I mean if you’ve been doing something the same way for years and it works the same every time it can be a hard habit to break. I’d bet even the most forward-thinking designers and developers revert back to old habits now and then.
The point here is the more comfortable, old second nature way of doing this was actually much more complex than the new way I did it. And like I said, there is the added benefit of never having to do it again. Next time I can just attach the style to the form. It didn’t really take any more knowledge of CSS or XHTML or anything. All it took was looking at things with a different mindset. You know, “work smarter, not harder.”
I hate to say “think outside the box” but in this case it literally makes sense.
Filed under: Web Development
Comments
1. Submunition said:
Good points sir. One thing that I notice when working with other developers is a certain reluctance to move to CSS/XHTML layout and development.
It’s a true case of old habits die hard, and some people cannot be bothered to navigate a relatively slight learning curve in order to understand a more efficient and powerful technique.
It’s often hard to outline these benefits without sounding like some standards zealot(which I am not necessarily), but when they see how much more efficient, how much more elegant, it all is, they see that this how it should have been done from day one.
I am just trying to figure out how to inform and convince my colleagues to work with CSS/XHTML code. I am often surprised at the resistance.
Posted on August 28, 2003 02:37 PM | #
2. Peter said:
It’s a mindset for sure. But there’s some inherent laziness as well…it’s so much easier to simply lay out the form with a table than try to think through a style that may need to be reused in the future.

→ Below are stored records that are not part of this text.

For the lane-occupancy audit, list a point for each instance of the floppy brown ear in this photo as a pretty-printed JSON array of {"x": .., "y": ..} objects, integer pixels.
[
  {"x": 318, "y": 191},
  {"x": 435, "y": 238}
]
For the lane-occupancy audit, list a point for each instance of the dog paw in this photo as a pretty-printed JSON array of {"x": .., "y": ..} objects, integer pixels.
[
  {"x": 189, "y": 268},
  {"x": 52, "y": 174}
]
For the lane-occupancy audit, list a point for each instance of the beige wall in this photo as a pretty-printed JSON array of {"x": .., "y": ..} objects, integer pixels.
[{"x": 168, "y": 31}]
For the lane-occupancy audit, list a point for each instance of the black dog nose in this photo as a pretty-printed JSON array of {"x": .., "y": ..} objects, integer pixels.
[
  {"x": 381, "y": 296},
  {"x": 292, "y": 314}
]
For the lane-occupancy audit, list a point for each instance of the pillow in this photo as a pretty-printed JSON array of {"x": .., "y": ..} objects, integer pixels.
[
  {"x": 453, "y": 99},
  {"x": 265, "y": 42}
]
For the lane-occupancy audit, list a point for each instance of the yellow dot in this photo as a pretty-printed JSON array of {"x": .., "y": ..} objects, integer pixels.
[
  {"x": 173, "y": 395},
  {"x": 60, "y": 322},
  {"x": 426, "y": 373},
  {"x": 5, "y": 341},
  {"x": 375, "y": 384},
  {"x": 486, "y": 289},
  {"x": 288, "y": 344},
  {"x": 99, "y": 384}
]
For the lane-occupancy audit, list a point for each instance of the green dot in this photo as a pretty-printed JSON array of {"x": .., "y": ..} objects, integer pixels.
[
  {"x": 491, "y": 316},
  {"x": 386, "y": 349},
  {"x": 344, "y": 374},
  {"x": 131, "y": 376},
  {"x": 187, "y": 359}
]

Posted on August 28, 2003 05:51 PM | #
3. Sam Newman said:
Speaking as someone whose day job is that of a J2EE developer, the world of XHTML/CSS makes a whole lot of sense to me. I deal with the seperation of data and presentation day in, day out with JSP/Struts etc. Once I’d got back into the swing of doing webpages again as I did for my blog (I used to make beer money as a student doing webpages) I was impressed with how far CSS and browser support had come since my days dealing with IE3. It encouraged me to make my blog a tableless XHTML/CSS compliant site, and I must say after the initial learing curve the time savings are huge.
At work I am now in the process of moving a huge amount of code in JSP’s into CSS giving us 3 parts of our presentation logic (CSS for the bulk, JSP to pull it together, Struts forms to validate data entry and pass the data up) with a Struts action/EJB backend. keeps me busy :-)
Posted on August 29, 2003 03:46 AM | #
4. Neil Whittle said:
Testing testing 1 2 3
Posted on October 3, 2003 04:51 AM | #
5. Peter Goddard said:
Exellent article, and it hits the nail on the head.
Now, it might be stating the obvious, but I was under the impression that there are a lot of ‘skilled’ web developers from the browser war years driving taxis (sic) for a living. We work in IT. Wake up those who haven’t got this straight yet! Read (Zeldman, Meyer et al) take note of the refinements in Dreamweaver MX 2004 for CSS support. Grow up, move forward, learn this stuff. There are enough taxi drivers around as it is (until you want one at 4:00am!) … at a time you could be coding!
I don’t mind being branded an evangelist!